Глава 38 - Серафим

На следующее утро мне принесли письмо от Тараканова. Князь многословно, в цветистых выражениях со множеством комплиментов мне такому красивому извинялся за вчерашний конфуз. Мол, он совершенно не то имел в виду, и, вообще, он ничего против орков никогда не имел. А Елизавета наговорила глупостей из-за жениха, того самого Барберини — девочка смотрит ему в рот и всё за ним повторяет. Сразу было видно, что Тараканов в своё время подвизался при дворе: он рассыпал в тексте столько сахара, что с бумаги едва не капал сироп. В конце же Тараканов просил не говорить о досадном недоразумении Марье Алексевне, чтобы не омрачать старую дружбу. К письму князь приложил плоскую коробочку, обтянутую бархатом, с драгоценным колье для Тани.
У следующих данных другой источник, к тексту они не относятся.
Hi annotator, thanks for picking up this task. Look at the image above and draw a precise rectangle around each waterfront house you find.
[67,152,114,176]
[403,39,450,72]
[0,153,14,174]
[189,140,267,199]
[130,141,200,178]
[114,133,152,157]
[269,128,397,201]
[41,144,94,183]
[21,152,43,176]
Извинения я принял — глупцы остаются глупцами даже с княжеским титулом. Их убеждения изменить невозможно, пусть живут как хотят. Таня тоже согласилась простить их, но только чтобы не расстраивать Марью Алексевну. Правда, колье она носить отказалась, пообещав вытащить из него камни для опытов с магией.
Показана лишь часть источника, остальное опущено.